On the Verge. Sidsel Paaske (1937-1980)
October 21, 2016–February 26, 2017
The Museum of Contemporary Art
Bankplassen 4
0151 Oslo
Norway
“We play as we practise” was Sidsel Paaske’s motto and watchword. Throughout her career, she was open to new ideas and expressed herself using many different media. She began in the field of textile art, but was soon breaking new “ism-free” ground. With the joy of experimentation in her bones, she immersed herself in a broad range of expressive forms, working freely with different techniques such as watercolours, painting, textiles, ceramics, music, writing, book illustration, sculpture and jewellery.
Paaske was at the centre of Oslo’s art scene in the period 1965–80. Her sculpture Extinguished Match (1966) has been called Norway’s first pop-art work. Some 21 years later, Claes Oldenburg, the “father” of pop art, made a variation on the same theme.
By the time of her sudden death at the age of just 43, she had had a dozen solo exhibitions and participated in as many group shows. She had sung with the American jazz musician Don Cherry and published, illustrated, curated and debated. Paaske was an active campaigner for artists’ rights and had collaborated on audio-visual projects with the likes of Arne Nordheim and Jan Garbarek.
But what happened next?
In Volume 7 of the standard edition of Norsk Kunsthistorie (The History of Norwegian Art), published just three years after her death, Paaske isn’t even mentioned. Although she was the editor of Billedkunstneren from 1978 to 1980, the periodical noted her death with nothing more than the headline “Sidsel Paaske is dead” and a short, elegiac poem.
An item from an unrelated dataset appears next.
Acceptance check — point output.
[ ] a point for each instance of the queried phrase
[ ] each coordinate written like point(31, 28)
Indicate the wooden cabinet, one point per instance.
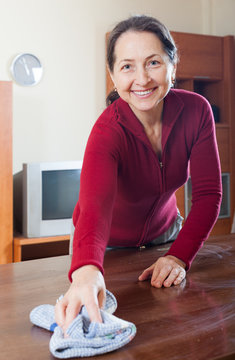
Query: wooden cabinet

Signed “Gro,” the poem was a personal message from her friend and fellow artist Gro Jessen. The editors never issued a formal statement or full obituary. It wasn’t until 1989 that a commemorative exhibition was organised.
In this exhibition we seek to understand how an artist as complex and interesting as Paaske could be so neglected by posterity. Why has Paaske’s Extinguished Match not been accorded the central place in Norwegian art history, as it deserves? Why have Paaske’s artistic achievements not been taken seriously? And what are the mechanisms that determine the process of canonisation?